Caching YouTube Content
Warning: Any example presented here is provided "as-is" with no support or guarantee of suitability. If you have any further questions about these examples please email the squid-users mailing list.
Outline
The default configuration of squid prevents the caching of dynamic content and youtube.com specifically implement several 'features' that prevent their flash videos being effectivly distributed by caches.
This page details the publicly available tactics used to overcome at least some of this and allow caching of a lot of youtube.com content. Be advised this demonstrated configuration has a mixed success rate, it works for some but others have reported it strangely not working at all.
Each configuration action is detailed with its reason and effect so if you find one that wrong or missing please let us know.
Partial Solution
Some private modifications of squid have apparently achieved youtube.com caching. However, there is presently no simple solution available to the general public.
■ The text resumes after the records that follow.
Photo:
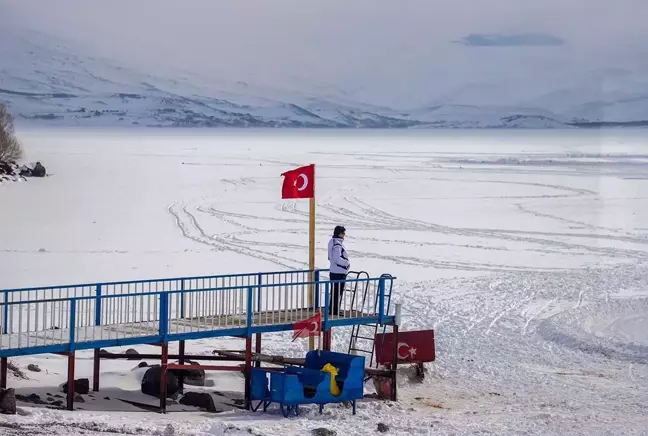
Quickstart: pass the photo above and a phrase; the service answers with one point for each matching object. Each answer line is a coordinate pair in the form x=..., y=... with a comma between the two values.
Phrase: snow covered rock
x=382, y=428
x=152, y=379
x=81, y=386
x=8, y=401
x=132, y=354
x=323, y=432
x=193, y=377
x=203, y=400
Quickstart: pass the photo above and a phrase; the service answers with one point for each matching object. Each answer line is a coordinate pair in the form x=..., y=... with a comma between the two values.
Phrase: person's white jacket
x=338, y=257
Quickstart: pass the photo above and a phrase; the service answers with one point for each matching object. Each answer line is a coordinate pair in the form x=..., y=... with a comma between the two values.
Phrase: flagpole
x=311, y=258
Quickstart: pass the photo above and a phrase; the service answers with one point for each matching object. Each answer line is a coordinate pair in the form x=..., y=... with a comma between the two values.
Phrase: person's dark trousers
x=336, y=294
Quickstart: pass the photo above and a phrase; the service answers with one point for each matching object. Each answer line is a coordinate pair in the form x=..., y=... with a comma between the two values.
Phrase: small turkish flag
x=309, y=327
x=299, y=183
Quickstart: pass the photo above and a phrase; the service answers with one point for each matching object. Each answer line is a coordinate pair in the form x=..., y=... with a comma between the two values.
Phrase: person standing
x=338, y=269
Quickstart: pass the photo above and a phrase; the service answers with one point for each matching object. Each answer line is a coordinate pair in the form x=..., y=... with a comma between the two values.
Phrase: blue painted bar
x=317, y=280
x=250, y=310
x=164, y=315
x=73, y=307
x=211, y=316
x=138, y=282
x=6, y=312
x=381, y=298
x=98, y=306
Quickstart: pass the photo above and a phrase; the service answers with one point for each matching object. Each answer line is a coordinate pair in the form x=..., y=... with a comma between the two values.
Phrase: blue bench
x=295, y=386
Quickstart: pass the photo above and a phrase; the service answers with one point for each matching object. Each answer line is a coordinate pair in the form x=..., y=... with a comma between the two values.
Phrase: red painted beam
x=239, y=368
x=70, y=397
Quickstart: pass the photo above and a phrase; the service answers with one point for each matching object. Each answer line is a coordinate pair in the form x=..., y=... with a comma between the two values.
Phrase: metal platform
x=63, y=319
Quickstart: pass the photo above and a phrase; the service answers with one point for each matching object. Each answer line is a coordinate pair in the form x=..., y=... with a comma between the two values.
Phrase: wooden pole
x=311, y=260
x=248, y=373
x=3, y=372
x=70, y=393
x=164, y=376
x=96, y=369
x=181, y=362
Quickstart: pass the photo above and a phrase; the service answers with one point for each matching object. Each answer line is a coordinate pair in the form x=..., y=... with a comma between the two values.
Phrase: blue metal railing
x=108, y=319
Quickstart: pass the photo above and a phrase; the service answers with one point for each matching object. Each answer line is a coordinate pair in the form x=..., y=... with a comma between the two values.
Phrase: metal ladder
x=366, y=333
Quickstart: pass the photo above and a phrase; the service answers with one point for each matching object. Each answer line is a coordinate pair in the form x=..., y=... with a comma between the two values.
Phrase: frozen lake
x=525, y=250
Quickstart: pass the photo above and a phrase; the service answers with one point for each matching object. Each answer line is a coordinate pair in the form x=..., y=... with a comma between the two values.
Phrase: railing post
x=182, y=298
x=327, y=301
x=381, y=300
x=5, y=320
x=259, y=288
x=317, y=279
x=98, y=305
x=164, y=316
x=73, y=307
x=249, y=311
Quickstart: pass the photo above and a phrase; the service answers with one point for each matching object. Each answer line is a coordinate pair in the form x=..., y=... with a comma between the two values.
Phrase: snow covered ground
x=525, y=251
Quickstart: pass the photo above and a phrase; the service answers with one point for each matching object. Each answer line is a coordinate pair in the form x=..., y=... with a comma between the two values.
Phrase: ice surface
x=526, y=253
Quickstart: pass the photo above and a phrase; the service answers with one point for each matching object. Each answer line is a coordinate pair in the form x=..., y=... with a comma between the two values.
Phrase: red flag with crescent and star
x=308, y=327
x=299, y=183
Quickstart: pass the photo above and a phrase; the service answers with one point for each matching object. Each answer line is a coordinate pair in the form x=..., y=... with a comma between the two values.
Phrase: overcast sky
x=404, y=50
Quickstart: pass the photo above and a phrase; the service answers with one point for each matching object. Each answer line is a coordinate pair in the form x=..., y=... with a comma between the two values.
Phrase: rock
x=32, y=399
x=8, y=401
x=39, y=170
x=193, y=377
x=132, y=354
x=202, y=400
x=81, y=386
x=323, y=432
x=151, y=382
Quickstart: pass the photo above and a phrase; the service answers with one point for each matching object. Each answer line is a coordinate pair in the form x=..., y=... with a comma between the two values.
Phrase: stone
x=202, y=400
x=151, y=382
x=193, y=377
x=8, y=401
x=81, y=386
x=323, y=432
x=132, y=354
x=31, y=398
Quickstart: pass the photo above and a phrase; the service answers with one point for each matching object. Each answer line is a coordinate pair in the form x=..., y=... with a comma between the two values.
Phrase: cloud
x=518, y=40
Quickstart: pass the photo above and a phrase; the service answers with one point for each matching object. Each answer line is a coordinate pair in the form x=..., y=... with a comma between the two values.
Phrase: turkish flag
x=299, y=183
x=308, y=327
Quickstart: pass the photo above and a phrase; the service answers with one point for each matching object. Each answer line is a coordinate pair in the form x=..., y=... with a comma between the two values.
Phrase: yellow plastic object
x=335, y=389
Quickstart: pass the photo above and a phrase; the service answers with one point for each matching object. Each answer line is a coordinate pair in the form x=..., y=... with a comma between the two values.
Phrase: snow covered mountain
x=44, y=81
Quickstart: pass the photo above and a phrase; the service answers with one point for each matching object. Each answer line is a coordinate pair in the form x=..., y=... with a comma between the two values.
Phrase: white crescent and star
x=304, y=179
x=410, y=352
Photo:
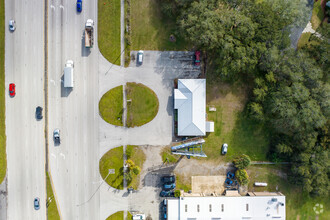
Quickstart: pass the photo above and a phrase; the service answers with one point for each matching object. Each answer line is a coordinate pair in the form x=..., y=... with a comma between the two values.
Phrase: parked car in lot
x=166, y=194
x=12, y=25
x=36, y=203
x=39, y=113
x=224, y=148
x=56, y=135
x=12, y=91
x=79, y=5
x=169, y=186
x=140, y=57
x=197, y=58
x=168, y=179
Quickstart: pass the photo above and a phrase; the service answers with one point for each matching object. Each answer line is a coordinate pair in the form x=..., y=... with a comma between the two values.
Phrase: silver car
x=12, y=25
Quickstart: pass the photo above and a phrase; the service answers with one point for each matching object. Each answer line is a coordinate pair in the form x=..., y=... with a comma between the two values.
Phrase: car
x=169, y=186
x=168, y=179
x=12, y=25
x=140, y=57
x=56, y=135
x=224, y=148
x=39, y=112
x=36, y=203
x=12, y=91
x=197, y=58
x=166, y=193
x=79, y=5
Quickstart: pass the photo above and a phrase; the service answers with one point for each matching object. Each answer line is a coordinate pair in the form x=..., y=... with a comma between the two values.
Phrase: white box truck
x=68, y=74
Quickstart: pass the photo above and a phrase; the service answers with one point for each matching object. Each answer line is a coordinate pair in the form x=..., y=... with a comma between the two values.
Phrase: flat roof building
x=260, y=207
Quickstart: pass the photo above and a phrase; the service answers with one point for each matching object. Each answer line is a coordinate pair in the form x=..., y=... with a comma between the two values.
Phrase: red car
x=12, y=91
x=197, y=58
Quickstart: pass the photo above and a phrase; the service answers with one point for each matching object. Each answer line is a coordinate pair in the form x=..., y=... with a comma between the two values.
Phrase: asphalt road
x=73, y=163
x=24, y=66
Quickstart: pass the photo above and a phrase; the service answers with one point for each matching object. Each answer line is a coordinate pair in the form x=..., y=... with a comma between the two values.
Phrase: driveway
x=158, y=72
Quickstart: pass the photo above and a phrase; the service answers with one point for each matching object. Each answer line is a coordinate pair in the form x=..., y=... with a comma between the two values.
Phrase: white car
x=12, y=25
x=224, y=148
x=140, y=57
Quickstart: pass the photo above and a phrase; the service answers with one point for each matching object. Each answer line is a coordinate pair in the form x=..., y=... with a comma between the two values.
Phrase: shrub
x=177, y=193
x=242, y=162
x=136, y=170
x=242, y=177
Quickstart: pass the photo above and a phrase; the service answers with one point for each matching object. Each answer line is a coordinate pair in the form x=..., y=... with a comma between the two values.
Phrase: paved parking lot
x=158, y=71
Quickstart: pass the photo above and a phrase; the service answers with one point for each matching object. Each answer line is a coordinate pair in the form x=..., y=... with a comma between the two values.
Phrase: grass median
x=113, y=159
x=111, y=106
x=109, y=30
x=52, y=211
x=142, y=104
x=3, y=157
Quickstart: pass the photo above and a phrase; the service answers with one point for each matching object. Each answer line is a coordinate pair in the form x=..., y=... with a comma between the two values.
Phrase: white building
x=270, y=206
x=190, y=101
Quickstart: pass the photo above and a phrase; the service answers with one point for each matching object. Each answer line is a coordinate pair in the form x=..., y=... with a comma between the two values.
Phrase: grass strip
x=142, y=104
x=113, y=159
x=109, y=30
x=111, y=106
x=52, y=211
x=3, y=158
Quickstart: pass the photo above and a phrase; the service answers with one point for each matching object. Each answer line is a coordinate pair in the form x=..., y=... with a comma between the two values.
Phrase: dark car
x=36, y=203
x=79, y=5
x=169, y=186
x=197, y=58
x=168, y=179
x=166, y=193
x=12, y=91
x=39, y=112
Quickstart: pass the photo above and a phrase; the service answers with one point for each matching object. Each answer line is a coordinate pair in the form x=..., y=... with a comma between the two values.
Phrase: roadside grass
x=232, y=126
x=317, y=15
x=183, y=183
x=52, y=211
x=303, y=40
x=138, y=157
x=111, y=106
x=3, y=156
x=117, y=216
x=297, y=203
x=143, y=106
x=113, y=159
x=167, y=156
x=109, y=30
x=151, y=30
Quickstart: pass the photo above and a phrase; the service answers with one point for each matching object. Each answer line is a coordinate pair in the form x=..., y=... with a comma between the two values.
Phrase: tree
x=242, y=177
x=242, y=162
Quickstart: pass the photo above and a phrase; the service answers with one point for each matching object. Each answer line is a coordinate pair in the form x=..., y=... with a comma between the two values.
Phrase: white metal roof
x=223, y=207
x=190, y=100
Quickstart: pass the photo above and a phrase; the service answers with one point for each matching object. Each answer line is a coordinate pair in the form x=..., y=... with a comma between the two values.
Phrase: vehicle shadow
x=65, y=92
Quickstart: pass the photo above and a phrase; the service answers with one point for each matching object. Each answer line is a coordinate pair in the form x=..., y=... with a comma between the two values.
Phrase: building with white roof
x=190, y=102
x=271, y=206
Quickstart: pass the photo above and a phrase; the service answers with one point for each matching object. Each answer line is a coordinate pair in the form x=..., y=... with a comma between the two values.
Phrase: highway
x=24, y=66
x=73, y=163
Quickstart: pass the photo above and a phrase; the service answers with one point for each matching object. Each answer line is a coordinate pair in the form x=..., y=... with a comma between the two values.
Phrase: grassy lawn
x=242, y=134
x=52, y=212
x=318, y=15
x=111, y=106
x=117, y=216
x=109, y=29
x=113, y=159
x=138, y=157
x=150, y=30
x=3, y=158
x=168, y=157
x=143, y=106
x=297, y=203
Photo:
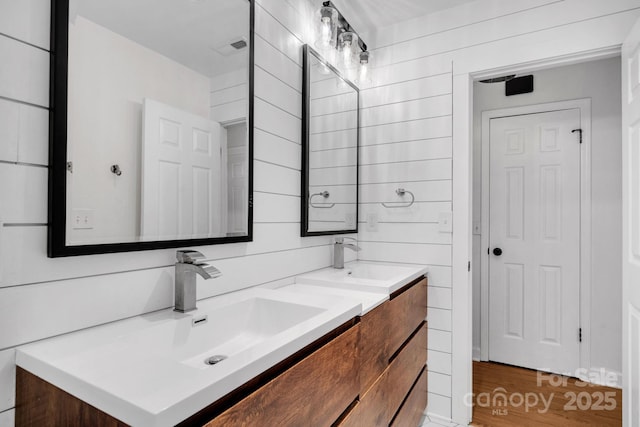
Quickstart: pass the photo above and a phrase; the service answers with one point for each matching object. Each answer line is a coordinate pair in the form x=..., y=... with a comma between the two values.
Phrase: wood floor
x=509, y=396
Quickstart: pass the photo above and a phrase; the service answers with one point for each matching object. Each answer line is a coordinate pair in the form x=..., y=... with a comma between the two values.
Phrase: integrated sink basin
x=159, y=369
x=365, y=276
x=230, y=330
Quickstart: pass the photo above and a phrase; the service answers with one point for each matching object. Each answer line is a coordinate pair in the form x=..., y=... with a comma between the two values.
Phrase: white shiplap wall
x=42, y=297
x=407, y=138
x=406, y=142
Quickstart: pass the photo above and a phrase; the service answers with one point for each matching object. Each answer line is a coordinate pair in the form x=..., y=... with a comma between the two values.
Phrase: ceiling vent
x=231, y=47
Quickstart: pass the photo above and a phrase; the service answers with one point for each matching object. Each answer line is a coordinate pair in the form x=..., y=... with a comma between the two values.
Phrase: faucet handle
x=188, y=256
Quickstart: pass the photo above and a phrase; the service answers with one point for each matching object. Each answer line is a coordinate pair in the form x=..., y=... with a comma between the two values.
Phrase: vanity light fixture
x=341, y=45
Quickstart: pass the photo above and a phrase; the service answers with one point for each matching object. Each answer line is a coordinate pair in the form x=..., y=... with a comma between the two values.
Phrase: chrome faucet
x=338, y=250
x=186, y=269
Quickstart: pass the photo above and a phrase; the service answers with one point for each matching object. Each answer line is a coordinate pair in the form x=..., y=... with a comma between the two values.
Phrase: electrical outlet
x=372, y=221
x=477, y=228
x=82, y=219
x=350, y=220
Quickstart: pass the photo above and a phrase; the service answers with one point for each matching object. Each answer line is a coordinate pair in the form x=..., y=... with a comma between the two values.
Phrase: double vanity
x=341, y=347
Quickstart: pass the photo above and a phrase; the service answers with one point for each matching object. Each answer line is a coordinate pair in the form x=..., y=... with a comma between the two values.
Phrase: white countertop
x=365, y=276
x=369, y=300
x=150, y=370
x=137, y=371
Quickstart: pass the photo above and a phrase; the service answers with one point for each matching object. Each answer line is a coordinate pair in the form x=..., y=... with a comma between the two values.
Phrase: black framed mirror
x=151, y=125
x=330, y=141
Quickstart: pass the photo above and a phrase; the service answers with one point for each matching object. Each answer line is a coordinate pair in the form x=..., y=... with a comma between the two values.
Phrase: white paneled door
x=181, y=174
x=631, y=227
x=534, y=259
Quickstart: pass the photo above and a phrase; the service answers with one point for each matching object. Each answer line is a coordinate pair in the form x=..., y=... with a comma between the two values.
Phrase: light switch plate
x=445, y=222
x=350, y=220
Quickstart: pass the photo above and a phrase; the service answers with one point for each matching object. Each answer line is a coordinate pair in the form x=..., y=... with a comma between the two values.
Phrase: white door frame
x=584, y=105
x=462, y=323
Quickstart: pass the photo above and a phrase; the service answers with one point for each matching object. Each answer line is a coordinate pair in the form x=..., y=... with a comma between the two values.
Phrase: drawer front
x=406, y=367
x=374, y=352
x=315, y=391
x=372, y=410
x=406, y=312
x=411, y=411
x=384, y=329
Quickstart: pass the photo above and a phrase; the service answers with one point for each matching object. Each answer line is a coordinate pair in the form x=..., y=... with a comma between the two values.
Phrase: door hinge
x=578, y=130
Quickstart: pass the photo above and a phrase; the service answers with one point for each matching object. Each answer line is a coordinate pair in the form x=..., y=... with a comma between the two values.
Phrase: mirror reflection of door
x=237, y=179
x=192, y=58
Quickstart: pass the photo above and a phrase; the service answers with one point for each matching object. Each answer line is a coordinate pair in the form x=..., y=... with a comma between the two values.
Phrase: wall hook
x=400, y=192
x=116, y=170
x=324, y=194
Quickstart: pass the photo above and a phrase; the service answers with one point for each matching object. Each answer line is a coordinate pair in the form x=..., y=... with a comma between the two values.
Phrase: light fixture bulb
x=348, y=43
x=326, y=27
x=364, y=75
x=346, y=51
x=325, y=37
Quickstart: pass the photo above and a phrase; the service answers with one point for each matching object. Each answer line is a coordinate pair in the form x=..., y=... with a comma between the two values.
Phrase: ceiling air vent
x=232, y=46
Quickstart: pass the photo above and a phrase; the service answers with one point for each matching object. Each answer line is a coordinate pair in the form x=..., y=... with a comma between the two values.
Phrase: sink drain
x=214, y=359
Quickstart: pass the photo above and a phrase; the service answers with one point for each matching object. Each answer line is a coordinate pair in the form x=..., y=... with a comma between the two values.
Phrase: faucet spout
x=185, y=275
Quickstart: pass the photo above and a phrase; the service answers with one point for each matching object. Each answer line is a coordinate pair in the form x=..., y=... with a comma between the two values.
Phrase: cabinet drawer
x=406, y=311
x=379, y=403
x=374, y=352
x=315, y=391
x=384, y=329
x=406, y=367
x=373, y=409
x=411, y=411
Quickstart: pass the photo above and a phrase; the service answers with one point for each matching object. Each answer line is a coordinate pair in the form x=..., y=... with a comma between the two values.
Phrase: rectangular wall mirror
x=151, y=141
x=330, y=134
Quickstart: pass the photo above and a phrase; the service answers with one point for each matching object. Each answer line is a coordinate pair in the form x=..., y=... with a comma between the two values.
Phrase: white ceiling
x=368, y=15
x=190, y=32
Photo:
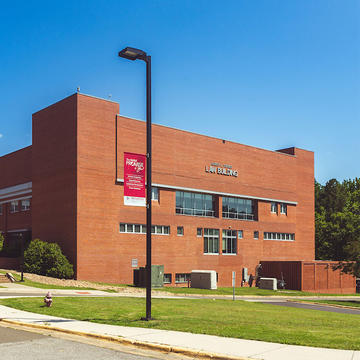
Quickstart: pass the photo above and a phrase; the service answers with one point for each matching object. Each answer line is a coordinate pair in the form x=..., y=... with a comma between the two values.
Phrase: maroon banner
x=134, y=179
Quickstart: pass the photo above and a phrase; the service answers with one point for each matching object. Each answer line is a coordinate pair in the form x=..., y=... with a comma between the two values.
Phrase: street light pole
x=134, y=54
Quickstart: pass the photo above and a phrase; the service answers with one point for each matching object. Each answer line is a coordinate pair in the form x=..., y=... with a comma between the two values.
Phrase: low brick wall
x=9, y=263
x=313, y=276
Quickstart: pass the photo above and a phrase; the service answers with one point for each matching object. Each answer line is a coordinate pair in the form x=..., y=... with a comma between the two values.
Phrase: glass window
x=194, y=204
x=229, y=242
x=274, y=207
x=235, y=208
x=14, y=206
x=180, y=230
x=182, y=278
x=141, y=229
x=211, y=241
x=167, y=279
x=279, y=236
x=25, y=205
x=154, y=193
x=283, y=208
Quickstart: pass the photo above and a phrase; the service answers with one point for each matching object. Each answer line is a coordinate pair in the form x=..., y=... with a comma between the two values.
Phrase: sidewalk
x=179, y=342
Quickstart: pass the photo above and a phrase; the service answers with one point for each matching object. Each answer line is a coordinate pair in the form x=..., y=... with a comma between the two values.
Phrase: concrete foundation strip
x=325, y=304
x=125, y=341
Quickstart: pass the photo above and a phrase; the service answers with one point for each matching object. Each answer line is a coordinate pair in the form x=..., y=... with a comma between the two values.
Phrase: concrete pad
x=305, y=353
x=209, y=343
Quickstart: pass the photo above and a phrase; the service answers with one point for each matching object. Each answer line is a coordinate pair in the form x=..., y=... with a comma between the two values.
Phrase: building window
x=195, y=204
x=283, y=208
x=234, y=208
x=274, y=208
x=154, y=193
x=14, y=206
x=211, y=241
x=25, y=205
x=160, y=229
x=141, y=229
x=167, y=279
x=279, y=236
x=229, y=241
x=182, y=278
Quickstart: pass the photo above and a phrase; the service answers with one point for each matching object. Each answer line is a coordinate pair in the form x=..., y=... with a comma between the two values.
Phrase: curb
x=129, y=342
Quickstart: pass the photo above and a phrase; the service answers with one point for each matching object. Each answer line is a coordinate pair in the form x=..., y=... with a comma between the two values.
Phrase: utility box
x=204, y=279
x=268, y=283
x=157, y=276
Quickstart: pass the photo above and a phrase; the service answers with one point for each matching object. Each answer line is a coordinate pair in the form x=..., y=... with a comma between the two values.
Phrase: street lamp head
x=132, y=54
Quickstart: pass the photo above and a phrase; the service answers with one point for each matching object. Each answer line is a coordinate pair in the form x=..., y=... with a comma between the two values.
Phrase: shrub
x=45, y=258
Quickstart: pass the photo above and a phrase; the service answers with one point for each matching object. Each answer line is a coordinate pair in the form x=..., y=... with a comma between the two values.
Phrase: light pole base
x=146, y=319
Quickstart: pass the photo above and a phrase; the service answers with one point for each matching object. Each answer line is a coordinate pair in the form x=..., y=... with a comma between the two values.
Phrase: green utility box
x=157, y=276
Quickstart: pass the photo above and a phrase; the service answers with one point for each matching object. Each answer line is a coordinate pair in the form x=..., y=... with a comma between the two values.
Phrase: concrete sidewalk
x=194, y=345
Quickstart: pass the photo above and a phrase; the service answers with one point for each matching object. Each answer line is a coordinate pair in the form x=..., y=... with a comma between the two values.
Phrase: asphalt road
x=18, y=344
x=316, y=307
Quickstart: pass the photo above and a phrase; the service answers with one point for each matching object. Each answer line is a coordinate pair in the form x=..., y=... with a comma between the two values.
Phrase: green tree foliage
x=45, y=258
x=1, y=241
x=337, y=223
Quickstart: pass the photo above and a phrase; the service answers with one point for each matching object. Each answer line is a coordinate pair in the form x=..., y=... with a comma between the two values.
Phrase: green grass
x=242, y=291
x=238, y=319
x=28, y=282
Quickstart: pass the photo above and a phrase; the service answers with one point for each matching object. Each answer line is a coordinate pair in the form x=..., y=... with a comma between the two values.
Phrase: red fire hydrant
x=48, y=299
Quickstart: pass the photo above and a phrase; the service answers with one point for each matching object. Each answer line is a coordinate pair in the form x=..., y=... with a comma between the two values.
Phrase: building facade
x=217, y=205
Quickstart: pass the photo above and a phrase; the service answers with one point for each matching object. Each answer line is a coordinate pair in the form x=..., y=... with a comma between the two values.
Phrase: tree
x=45, y=258
x=1, y=241
x=337, y=223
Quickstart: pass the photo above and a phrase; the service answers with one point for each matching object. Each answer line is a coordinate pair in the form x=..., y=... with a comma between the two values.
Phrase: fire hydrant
x=48, y=299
To cache youtube.com files, you will need to enable caching of dynamic content and some other measures, which technically break the HTTP standards.
***SECURITY NOTE:*** Some of the required configuration (quick_abort_min + large maximum_object_size) requires collapsed-forwarding feature to protect from high bandwidth consumption and possible cache DDoS attacks. Squid-3.0 does not have that feature at this time. Squid-2.6 is recommended for use with these settings.
Missing Pieces
This configuration is still not complete, youtube.com performs some behavior which squid as yet cannot handle by itself. Thus the private ports are variations, rather than configurations.
- Each video request from youtube.com contains a non-random but changing argument next to the video name. Squid cannot yet keep only *part* of a query-string for hashing. its an all-or-nothing deal straight out of the box.
- The youtube.com load balancing method make use of many varying sub-domains. Again any given video appears to be able to come from several of these. And again squid has an all-or-nothing deal on its URI hashing for domains.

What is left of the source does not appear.